Ask HN: How does one archive websites like this without being a d-ck?

I want to save this for offline use, but I think recursive wget is a bit poor manners, is there established way one should approach it, get it from archive somehow?

3 comments

neoromantique

OJFord 3 hours ago

A single user's one-off recursive wget seems fine? Browsers also support it iirc, individual pages at very least (and saved to the same place, the links will work).

No doubt it's already in many archive sites though, you could just fetch from them instead of the original?

neoromantique 3 hours ago

I ask in more general sense, if there is a way to fetch this stuff directly from webarchive or something along those lines.
Gotta hit the search I feel :)

ssl-3 2 hours ago

In the old-web days, I just used wget with slow pacing (and by "pacing" I mean: I don't need it to be done today or even this week, so if it takes a rather long time then that's fine. Slow helped keep me from mucking up the latency on my dial-up connection, too.)
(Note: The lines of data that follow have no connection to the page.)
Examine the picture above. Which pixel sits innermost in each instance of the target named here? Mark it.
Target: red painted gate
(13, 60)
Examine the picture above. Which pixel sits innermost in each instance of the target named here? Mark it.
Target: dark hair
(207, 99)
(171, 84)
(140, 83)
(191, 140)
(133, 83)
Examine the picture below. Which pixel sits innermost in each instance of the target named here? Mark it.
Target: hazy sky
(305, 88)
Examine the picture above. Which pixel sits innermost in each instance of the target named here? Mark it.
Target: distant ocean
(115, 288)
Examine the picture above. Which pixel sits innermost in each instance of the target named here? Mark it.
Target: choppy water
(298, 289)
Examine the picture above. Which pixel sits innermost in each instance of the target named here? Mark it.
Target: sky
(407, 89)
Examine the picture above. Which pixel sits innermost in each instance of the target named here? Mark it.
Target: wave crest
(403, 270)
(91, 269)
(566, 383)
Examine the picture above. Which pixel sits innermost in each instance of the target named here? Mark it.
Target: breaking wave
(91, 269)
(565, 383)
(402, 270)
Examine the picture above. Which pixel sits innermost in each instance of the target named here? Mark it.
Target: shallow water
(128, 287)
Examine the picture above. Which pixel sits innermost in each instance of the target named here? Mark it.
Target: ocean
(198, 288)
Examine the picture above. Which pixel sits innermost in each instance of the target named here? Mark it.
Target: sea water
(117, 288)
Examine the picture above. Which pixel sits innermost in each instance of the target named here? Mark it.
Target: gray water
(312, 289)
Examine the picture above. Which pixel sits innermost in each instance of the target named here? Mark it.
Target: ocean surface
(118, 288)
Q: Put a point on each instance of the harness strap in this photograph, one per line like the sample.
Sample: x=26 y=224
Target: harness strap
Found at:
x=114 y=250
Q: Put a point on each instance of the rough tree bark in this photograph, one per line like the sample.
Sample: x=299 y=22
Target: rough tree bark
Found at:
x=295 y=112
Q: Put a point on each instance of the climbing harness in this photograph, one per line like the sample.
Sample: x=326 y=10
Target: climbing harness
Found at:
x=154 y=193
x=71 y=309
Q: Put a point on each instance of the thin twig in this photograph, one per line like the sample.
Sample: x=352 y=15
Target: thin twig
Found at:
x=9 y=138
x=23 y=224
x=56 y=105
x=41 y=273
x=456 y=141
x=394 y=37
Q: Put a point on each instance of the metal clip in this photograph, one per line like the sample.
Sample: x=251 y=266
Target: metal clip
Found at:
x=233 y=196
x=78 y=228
I don't think that's being a dick for old-web sites that still exist today. Most of the information is text, the photos tend to be small, it's all generally static (ie, light-weight to serve), and the implicit intent is for people to use it.

But it's pretty slow-moving, so getting it from archive.org would probably suffice if being zero-impact is the goal.

(Or, you know: Just email the dude that runs it like it's 1998 again, say hi, and ask. In this particular instance, it's still being maintained.)